Though he hasn’t had a radio hit in years, his concerts sell out faster than just about any major artist any place in the world anytime he decides he wants to do one. He doesn’t have a Twitter, an Instagram or a Facebook page and some years back, he attempted to have some of his independently-run fan sites shut down. Unlike many of the current artists chasing fame and attention and exposing every detail of their personal lives to the world has little interest in you getting to know him better. Anything he needs to tell you, he’ll tell you through the music. He is not a big presence on YouTube (even though a search for him will turn up a plethora of rare clips) nor does he endorse any major product. But let him announce a concert, let him show up on an awards show and people, of all races, colors, backgrounds and ages, go crazy. If you don’t believe me, make sure you have The Billboard Awards turned on Sunday night at 8 p.m. and you’ll see it for yourself. When Prince presented the Record of The Year Grammy to Belgian-Australian artist Goyte (“Someone That I Used to Know” ) at this year’s awards, saying before he announced the winner that he “loved” the song, it was unclear whether Goyte was more overjoyed about the Grammy or that he got to get it from Prince.

Like actor Johnny Depp, Prince is viewed  as doing things his way without bowing to commercial pressures. (Not that he has to, Prince is filthy rich off songwriting royalties alone.) Like Depp, he never compromises his art nor does he hide his eccentricity. There is a certain nostalgia factor, but Prince has fans that are well under the age of the 40 and up fans who remember his heyday.

Part of Prince’s vast appeal is that he’s embraced everyone in his music. Playing with perceptions about his sexuality, using androgyny to tease his audience while embracing a multi-generational, multi-racial audience thorough songs like “Controversy”” and “Uptown” has always has made his music accessible to a wide range of people. His honest, emotionally vulnerable songs about love, heartbreak and feeling like an outsider (as a short, Black, musical genius must have growing up in Minneapolis in the 70’s) means he touches everyone who has felt the same.

Prince has created timeless music in a variety of genres and done everything from love songs to anthemic classics like “Purple Rain.” He even flirted with rap in the New Power Generation days, touring with Doug E. Fresh, though that wasn’t his forte. He’s quietly co-signed younger artists like Beyonce, Alicia Keys, Cee-Lo, Jill Scott, the late Amy Winehouse and Jennifer Hudson by either performing with them or inviting them to open for or share a stage with him. When he does show his sense of humor (see: faces he made during Alicia Keys’ now famous pregnant BET Awards tribute performance) people laugh right along with him.
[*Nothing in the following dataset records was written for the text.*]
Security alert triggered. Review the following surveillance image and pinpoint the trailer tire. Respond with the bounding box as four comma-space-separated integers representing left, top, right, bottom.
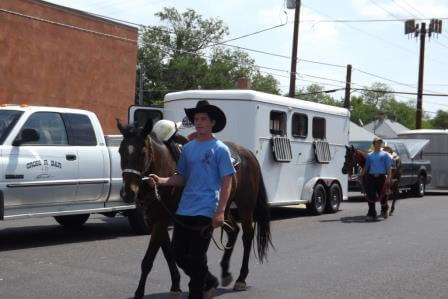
412, 174, 426, 197
54, 214, 90, 228
127, 208, 151, 235
325, 183, 342, 213
306, 183, 327, 215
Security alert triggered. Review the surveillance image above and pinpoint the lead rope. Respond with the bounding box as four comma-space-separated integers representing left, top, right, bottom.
142, 176, 234, 251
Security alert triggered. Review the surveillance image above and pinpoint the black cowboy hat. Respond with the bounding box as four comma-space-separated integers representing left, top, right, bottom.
185, 100, 226, 133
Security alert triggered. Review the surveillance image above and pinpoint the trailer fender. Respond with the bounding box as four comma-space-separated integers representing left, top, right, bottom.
300, 177, 339, 202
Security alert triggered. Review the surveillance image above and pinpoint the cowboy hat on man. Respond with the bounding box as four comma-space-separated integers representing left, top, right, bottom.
185, 100, 226, 133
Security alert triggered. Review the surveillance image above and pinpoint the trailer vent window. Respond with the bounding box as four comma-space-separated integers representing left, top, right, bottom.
313, 117, 327, 139
314, 140, 331, 164
292, 113, 308, 138
272, 136, 292, 162
269, 111, 286, 136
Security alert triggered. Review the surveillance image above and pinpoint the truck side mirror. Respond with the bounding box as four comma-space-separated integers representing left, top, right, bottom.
12, 129, 39, 146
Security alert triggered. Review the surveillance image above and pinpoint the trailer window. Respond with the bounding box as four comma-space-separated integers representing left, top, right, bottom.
269, 111, 286, 136
63, 113, 96, 146
291, 113, 308, 138
313, 117, 327, 139
22, 112, 68, 145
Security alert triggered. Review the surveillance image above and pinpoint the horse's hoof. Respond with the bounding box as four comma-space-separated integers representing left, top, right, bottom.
221, 273, 233, 287
233, 281, 247, 291
169, 290, 182, 299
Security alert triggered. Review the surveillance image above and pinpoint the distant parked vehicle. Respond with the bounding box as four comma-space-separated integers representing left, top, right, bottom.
348, 139, 432, 197
0, 105, 148, 233
398, 129, 448, 190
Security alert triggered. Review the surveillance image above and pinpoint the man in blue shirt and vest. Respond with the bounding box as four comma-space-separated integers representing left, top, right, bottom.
150, 100, 235, 299
362, 137, 394, 220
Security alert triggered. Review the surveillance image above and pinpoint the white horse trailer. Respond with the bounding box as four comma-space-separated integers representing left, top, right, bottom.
129, 90, 350, 214
398, 129, 448, 191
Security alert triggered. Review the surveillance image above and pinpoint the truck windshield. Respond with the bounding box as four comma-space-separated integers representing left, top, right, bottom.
0, 110, 23, 144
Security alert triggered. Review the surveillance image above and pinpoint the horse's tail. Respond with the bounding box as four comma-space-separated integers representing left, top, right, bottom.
255, 171, 274, 262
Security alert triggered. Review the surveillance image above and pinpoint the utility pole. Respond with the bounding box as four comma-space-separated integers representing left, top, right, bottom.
287, 0, 300, 98
404, 19, 442, 129
138, 63, 145, 106
344, 64, 352, 109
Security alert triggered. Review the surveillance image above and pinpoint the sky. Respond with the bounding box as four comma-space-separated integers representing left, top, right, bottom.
43, 0, 448, 116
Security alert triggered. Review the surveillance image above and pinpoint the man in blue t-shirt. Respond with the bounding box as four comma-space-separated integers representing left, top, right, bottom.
150, 101, 235, 299
362, 137, 394, 220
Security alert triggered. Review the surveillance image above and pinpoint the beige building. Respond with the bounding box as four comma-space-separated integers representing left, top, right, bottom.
0, 0, 138, 133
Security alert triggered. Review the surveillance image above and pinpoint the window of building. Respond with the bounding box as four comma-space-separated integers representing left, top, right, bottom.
269, 111, 286, 136
291, 113, 308, 138
313, 117, 327, 139
22, 112, 68, 145
63, 113, 97, 146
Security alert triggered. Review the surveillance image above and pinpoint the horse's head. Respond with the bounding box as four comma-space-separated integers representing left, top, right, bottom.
342, 145, 357, 176
117, 119, 153, 202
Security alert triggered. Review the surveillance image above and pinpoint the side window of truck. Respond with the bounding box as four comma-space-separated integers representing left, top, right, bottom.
269, 111, 286, 136
22, 112, 68, 145
63, 113, 97, 146
313, 117, 327, 139
292, 113, 308, 138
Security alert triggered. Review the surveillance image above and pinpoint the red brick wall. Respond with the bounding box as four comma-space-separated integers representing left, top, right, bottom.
0, 0, 137, 133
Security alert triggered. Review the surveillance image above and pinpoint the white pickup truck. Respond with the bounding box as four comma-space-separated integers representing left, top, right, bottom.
0, 105, 147, 233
Sure, there are critics who feel his best days are past and he needs to ease up on the legal chokehold he has on his music. There’s a reason why you don’t see many Prince samples, if there are any at all. Now that he’s a Jehovah Witness, he’s given some truly bizarre interviews and is well-known for um, eccentric moments, like the story of his never to be completed film with writer/director Kevin Smith. (YouTube it.)

Yet for all his idiosyncrasies, Prince gets respect because he never skimps on what has defined him – his music. If you go to see him you’ll need comfortable shoes and a good babysitter because you won’t get home until dawn. You’ll see him play for 2 or more hours at the official show and if you can hang and you’re lucky, for hours more at the aftershow. You’ll get to see one of the true artistic geniuses of this or any musical time who is still at the peak of his craft who’s never sold or pimped himself out for commercial purposes. I

f you consider Lady Gaga the new Madonna and maybe, Usher and Chris Brown together as the sons of Michael Jackson, you realize that finding a contemporary version of Prince is a difficult task. There is no artist out now that has his combination of genre-defying music, his musicianship, his impact on pop culture and his productivity. Prince is his own genre and his own man that we won’t see the likes of come this way again. That is why he’s deserving of his Icon award and the devotion of his legion of fans. He’s an original. He’s a legend. He is now and always will be – Prince.